Posted to user@beam.apache.org by Jan Lukavský <je...@seznam.cz> on 2021/10/18 09:30:01 UTC
Re: Performance of Apache Beam
Hi Azhar,
-dev <ma...@beam.apache.org> +user <ma...@beam.apache.org>
this kind of question cannot be answered in general. The overhead will
depend on the job and the SDK you use. Using Java SDK with (classical)
FlinkRunner should give the best performance on Flink, although the
overhead will not be completely nullified. The way Beam is constructed -
with portability being one of the main concerns - necessarily brings
some overhead compared to the job being written and optimized for single
runner only (using Flink's native API in this case). I'd suggest you
evaluate the programming model and portability guarantees, that Apache
Beam gives you instead of pure performance. On the other hand Apache
Beam tries hard to minimize the overhead, so you should not expect
*vastly* worse performance.

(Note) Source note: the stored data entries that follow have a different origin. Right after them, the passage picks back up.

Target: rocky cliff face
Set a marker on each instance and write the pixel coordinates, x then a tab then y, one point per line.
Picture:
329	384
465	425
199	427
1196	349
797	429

I'd say the best way to go is to implement a
simplistic Pipeline somewhat representing your use-case and then measure
the performance on this specific instance.

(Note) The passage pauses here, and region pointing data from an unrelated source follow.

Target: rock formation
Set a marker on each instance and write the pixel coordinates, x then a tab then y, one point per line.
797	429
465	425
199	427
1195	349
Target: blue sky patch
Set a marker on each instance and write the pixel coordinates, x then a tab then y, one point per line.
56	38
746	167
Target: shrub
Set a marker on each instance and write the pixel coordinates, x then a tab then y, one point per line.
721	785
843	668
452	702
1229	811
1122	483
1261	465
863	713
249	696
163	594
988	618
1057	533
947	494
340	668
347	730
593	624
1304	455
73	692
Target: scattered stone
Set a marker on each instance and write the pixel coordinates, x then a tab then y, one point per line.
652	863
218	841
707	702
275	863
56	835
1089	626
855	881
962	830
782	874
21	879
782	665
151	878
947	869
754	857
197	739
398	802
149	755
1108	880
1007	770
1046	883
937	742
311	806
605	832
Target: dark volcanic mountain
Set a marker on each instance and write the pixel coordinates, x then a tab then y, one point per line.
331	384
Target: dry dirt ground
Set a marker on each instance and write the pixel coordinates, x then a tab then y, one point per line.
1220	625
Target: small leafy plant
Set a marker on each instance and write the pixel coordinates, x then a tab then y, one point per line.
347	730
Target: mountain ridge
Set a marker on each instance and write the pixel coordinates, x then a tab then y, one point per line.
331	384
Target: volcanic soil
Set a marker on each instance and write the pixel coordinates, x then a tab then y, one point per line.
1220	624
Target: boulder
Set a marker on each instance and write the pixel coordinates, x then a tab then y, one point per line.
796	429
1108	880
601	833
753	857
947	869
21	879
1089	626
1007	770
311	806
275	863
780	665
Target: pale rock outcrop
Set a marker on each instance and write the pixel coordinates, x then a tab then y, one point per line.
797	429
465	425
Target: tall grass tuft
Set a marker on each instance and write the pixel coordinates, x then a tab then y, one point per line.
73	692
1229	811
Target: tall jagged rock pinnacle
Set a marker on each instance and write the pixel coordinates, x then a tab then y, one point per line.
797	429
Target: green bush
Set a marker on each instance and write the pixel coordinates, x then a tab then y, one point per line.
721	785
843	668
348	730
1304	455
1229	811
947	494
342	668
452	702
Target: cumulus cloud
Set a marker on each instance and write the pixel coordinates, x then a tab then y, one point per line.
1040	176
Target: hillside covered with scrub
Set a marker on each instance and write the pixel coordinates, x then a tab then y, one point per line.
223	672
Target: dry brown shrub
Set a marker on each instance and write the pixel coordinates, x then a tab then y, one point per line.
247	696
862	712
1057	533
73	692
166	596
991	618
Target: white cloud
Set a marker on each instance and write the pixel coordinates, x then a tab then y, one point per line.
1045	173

Regarding fault-tolerance and backpressure, Apache Beam model does not
handle those (with the exception of bundles being processed as atomic
units), so these are delegated to the runner - FlinkRunner will
therefore behave the way Apache Flink defines these concepts.
Hope this helps,
Jan
On 10/17/21 17:53, azhar mirza wrote:
> Hi Team
> Could you please let me know following below answers .
>
> I need to know performance of apache beam vs flink if we use flink as
> runner for Beam, what will be the additional overhead converting Beam
> to flink
>
> How fault tolerance and resiliency handled in apache beam.

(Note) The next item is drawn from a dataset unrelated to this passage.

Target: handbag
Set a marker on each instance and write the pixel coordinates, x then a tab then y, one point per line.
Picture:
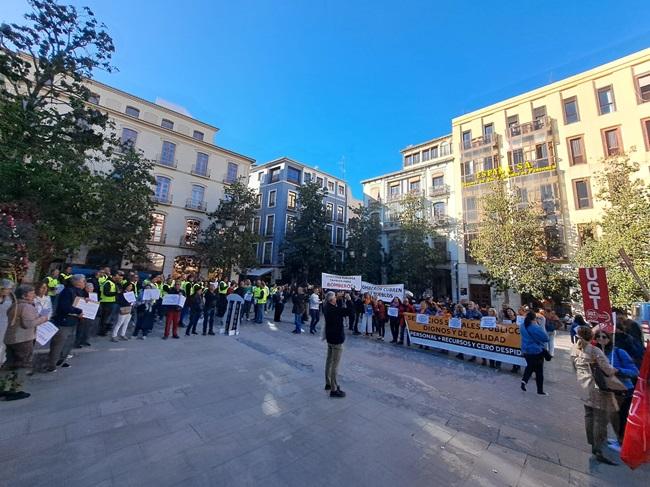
604	382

> How apache beam handles backpressure?
>
> Thanks
> Azhar
Re: Performance of Apache Beam
Posted by Alexey Romanenko <ar...@gmail.com>.
+ Azhar (just in case)
> On 18 Oct 2021, at 11:30, Jan Lukavský <je...@seznam.cz> wrote:
>
> Hi Azhar,
>
> -dev <ma...@beam.apache.org> +user <ma...@beam.apache.org>
> this kind of question cannot be answered in general. The overhead will depend on the job and the SDK you use. Using Java SDK with (classical) FlinkRunner should give the best performance on Flink, although the overhead will not be completely nullified. The way Beam is constructed - with portability being one of the main concerns - necessarily brings some overhead compared to the job being written and optimized for single runner only (using Flink's native API in this case). I'd suggest you evaluate the programming model and portability guarantees, that Apache Beam gives you instead of pure performance. On the other hand Apache Beam tries hard to minimize the overhead, so you should not expect *vastly* worse performance. I'd say the best way to go is to implement a simplistic Pipeline somewhat representing your use-case and then measure the performance on this specific instance.
>
> Regarding fault-tolerance and backpressure, Apache Beam model does not handle those (with the exception of bundles being processed as atomic units), so these are delegated to the runner - FlinkRunner will therefore behave the way Apache Flink defines these concepts.
>
> Hope this helps,
>
> Jan
>
> On 10/17/21 17:53, azhar mirza wrote:
>> Hi Team
>> Could you please let me know following below answers .
>>
>> I need to know performance of apache beam vs flink if we use flink as runner for Beam, what will be the additional overhead converting Beam to flink
>>
>> How fault tolerance and resiliency handled in apache beam.
>> How apache beam handles backpressure?
>>
>> Thanks
>> Azhar